(RIAUPOS.CO) — Tradisi disebut sebagai kebiasaan bersama dalam masyarakat yang memengaruhi tingkah laku (aksi dan reaksi) kehidupan sehari-hari empunya (Coomans, 1987:73). Odok adalah tradisi rakyat, wujudnya berupa nyanyian yang mengandung nilai-nilai kemanusiaan. Nilai-nilai tersebut sebagai bentuk aksi dan reaksi manusia dalam kehidupan sosialnya di kawasan perladangan, semak belukar, hutan, dan sungai. Tradisi odok yang terdapat di hulu Siak -dalam kalangan orang-orang Melayu- mengandung beberapa nilai yang terpelihara di dalamnya, yakni nilai berbagi -sedikit sama dikenyam, bila banyak sama dilapah,- komunikatif (silaturahmi), tolong menolong, dan hiburan.
Ada juga unsur kompetisi dan motivasi dalam tradisi odok. Misalnya, wujud kompetisi dan motivasi itu ada pada usaha menyelesaikan pekerjaan di ladang, secepat mungkin. Namun, kedua unsur ini implisit dalam esensi utamanya atau hanya sekadar saja. Sebab, yang diutamakan dari nilai pokoknya adalah ibadah. Mereka yang dapat membantu orang lain di antara kesibukannya, dipercaya mendapat nilai pahala jauh lebih besar dibanding mereka yang membantu hanya ketika waktu lapang saja.
Awalnya, odok lebih sering terdengar pada musim berladang. Sepanjang tahun dalam masa berladang, hadir sebagai bagian penting dan tak pernah terlewatkan. Pada tahap menugal misalnya, tetangga yang mendengar odok, akan memberikan jawaban tentang kabar serupa. Bila pekerjaan menugal di ladang telah selesai, sedangkan tetangganya belum selesai, maka mereka yang sudah selesai akan membantu yang belum selesai. Begitu seterusnya, hingga semua ladang dalam satu banjar menyelesaikan tahap menugal. Pada tahap lain, odok juga berperan seperti pada tahap menugal. Hal demikian telah menjadi kebiasaan sejak dari nenek moyang mereka.
Odok berladang sudah jarang dan bahkan tidak terdengar lagi. Sejak kawasan perladangan, rimba kepungan sialang, hingga hutan simpanan di wilayah hulu Siak menjadi lahan HGU perusahaan BUMN, orang-orang Melayu tidak lagi berladang dan odok turut menghilang. Olrik (1992:62) menjelaskan bahwa tradisi lisan berpeluang bertahan, berkembang, dan punah. Kepunahan dapat disebabkan karena terlampau lama tradisi itu tidak diingat dan digunakan oleh empunya, sehingga tak pernah terdengar lagi.
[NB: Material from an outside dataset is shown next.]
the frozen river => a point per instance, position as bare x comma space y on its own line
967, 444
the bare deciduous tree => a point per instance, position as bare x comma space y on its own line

Walau tak pernah terdengar lagi, namun nilai kemanusiaan seperti berbagi, komunikatif, dan tolong menolong, tetap hidup dalam masyarakat di kawasan tersebut. Meski kini nilai-nilai itu tidak dihantarkan melalui odok.
Odok masih hidup dalam tradisi meramu –mencari cendawan, pandan, kayu api, dll.–dan mencari ikan. Dalam kegiatan ini, cenderung digunakan sebagai alat berkomunikasi –saling menjaga dalam kejauhan– dan hiburan untuk melawan kesunyian. Namun, sikap berbagi dan tolong menolong (piaghi) tetap melekat. Tradisi ini lazim digunakan kaum perempuan untuk melawan cengkeraman sunyi ketika berada di semak belukar, hutan, dan suak serta rawang sungai. Odok yang mendapat balasan dirasa menghilangkan rasa takut dan membangkitkan keberanian bagi pelakunya. Tradisi ini tidak lazim digunakan kaum laki-laki. Sebab, lelaki dipandang maskulin, berani menghadapi kesunyian dan bahayanya.
Ooooo dooookkk…
Ada juga cendawan tiung di musim tahun ini, dooook!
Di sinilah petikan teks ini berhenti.